Galileo

Apparently there’s a tradition here at the University of Richmond: when a faculty member gets tenured, he or she chooses a book for the library and writes a description of the importance of the book. The library inserts that description into the catalog, or into the book, or something like that.

Since I just got tenure, I had to choose a book to write about. After thinking about it for a while, I decided to go with Galileo’s Dialogue concerning the two chief world systems. Here’s the description I’m sending off to the library.

By the way, I really mean it when I say in here that the book is extremely readable. I can’t think of any other book that’s (a) anywhere near as important as this one and (b) actually fun to read.
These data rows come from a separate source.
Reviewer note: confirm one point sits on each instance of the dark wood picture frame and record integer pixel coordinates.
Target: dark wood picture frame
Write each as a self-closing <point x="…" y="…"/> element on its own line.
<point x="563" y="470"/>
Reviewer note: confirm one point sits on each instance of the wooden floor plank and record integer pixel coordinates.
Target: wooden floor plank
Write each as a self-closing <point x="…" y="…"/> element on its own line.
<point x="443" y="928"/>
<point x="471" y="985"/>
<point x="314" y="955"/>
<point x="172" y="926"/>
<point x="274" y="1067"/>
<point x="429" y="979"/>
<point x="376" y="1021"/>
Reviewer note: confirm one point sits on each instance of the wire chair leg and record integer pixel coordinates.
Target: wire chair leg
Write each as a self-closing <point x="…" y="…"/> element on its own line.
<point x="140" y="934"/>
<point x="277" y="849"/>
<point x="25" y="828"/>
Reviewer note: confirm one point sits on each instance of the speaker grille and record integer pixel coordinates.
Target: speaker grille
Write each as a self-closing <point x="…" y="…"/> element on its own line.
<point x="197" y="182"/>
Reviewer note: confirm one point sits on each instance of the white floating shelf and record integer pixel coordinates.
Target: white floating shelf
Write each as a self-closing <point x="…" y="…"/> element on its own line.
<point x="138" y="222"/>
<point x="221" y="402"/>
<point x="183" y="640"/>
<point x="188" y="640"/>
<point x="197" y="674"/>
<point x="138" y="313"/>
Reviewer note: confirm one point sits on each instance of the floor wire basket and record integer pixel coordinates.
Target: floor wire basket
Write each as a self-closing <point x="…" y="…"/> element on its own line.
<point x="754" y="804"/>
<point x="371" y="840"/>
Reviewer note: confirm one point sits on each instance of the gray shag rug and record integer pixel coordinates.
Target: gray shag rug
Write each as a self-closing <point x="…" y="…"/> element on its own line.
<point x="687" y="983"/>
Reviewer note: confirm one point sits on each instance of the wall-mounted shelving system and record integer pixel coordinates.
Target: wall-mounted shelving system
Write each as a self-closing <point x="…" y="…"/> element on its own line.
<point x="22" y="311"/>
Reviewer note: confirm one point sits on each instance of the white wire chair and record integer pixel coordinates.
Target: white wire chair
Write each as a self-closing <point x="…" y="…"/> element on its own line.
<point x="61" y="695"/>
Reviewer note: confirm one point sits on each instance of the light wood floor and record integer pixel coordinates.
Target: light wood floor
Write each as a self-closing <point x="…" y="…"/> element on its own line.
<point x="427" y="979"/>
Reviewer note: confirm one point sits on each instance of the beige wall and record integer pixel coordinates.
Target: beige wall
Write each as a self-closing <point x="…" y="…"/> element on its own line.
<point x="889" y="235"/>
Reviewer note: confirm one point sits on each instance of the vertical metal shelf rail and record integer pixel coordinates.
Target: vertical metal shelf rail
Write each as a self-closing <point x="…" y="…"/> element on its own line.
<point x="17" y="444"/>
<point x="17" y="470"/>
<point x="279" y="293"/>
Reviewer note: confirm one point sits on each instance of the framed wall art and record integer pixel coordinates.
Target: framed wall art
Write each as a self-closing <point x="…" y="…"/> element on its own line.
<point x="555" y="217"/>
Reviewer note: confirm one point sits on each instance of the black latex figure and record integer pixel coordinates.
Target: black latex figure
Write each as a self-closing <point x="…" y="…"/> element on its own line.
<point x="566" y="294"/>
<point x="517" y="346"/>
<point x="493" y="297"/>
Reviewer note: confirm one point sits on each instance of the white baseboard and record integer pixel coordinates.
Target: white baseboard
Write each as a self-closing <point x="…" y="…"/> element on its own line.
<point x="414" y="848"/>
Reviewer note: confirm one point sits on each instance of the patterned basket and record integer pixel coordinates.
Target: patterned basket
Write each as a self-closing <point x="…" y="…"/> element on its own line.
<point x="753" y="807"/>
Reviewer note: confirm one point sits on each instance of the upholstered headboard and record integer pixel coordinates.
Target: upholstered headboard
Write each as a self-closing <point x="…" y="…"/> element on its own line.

If you haven’t read it, check it out! (Although if you’re at UR, you’ll have to wait a week or so to get it out of the library, because I’ve got it at the moment.)

Anyway, here’s what I wrote:

The central idea of astrophysics is that the same laws of nature we discover in labs on Earth can be used throughout the Universe: there are not separate laws for heavenly bodies. It would be hard to overstate the importance of this insight to the emergence of modern science. Galileo did not invent this idea – like most really big ideas, this one cannot be attributed to any one person. But he deserves a large share of the credit for developing the idea and for persuasively and cogently championing it. Galileo is an all-too-rare figure among the giants of science: he wrote with clarity and even wit for an audience of non-specialists. He wrote in the common language, not in Latin, in a style that makes his work still readable and even enjoyable today.

Galileo has a lot in common with Einstein, so it is fitting that Einstein wrote the foreword to this English translation. In particular, Galileo's description of experiments performed below decks on a moving ship is the direct ancestor of Einstein's discovery of relativity, both in the scientific content of the ideas and in the ingenious use of thought experiments.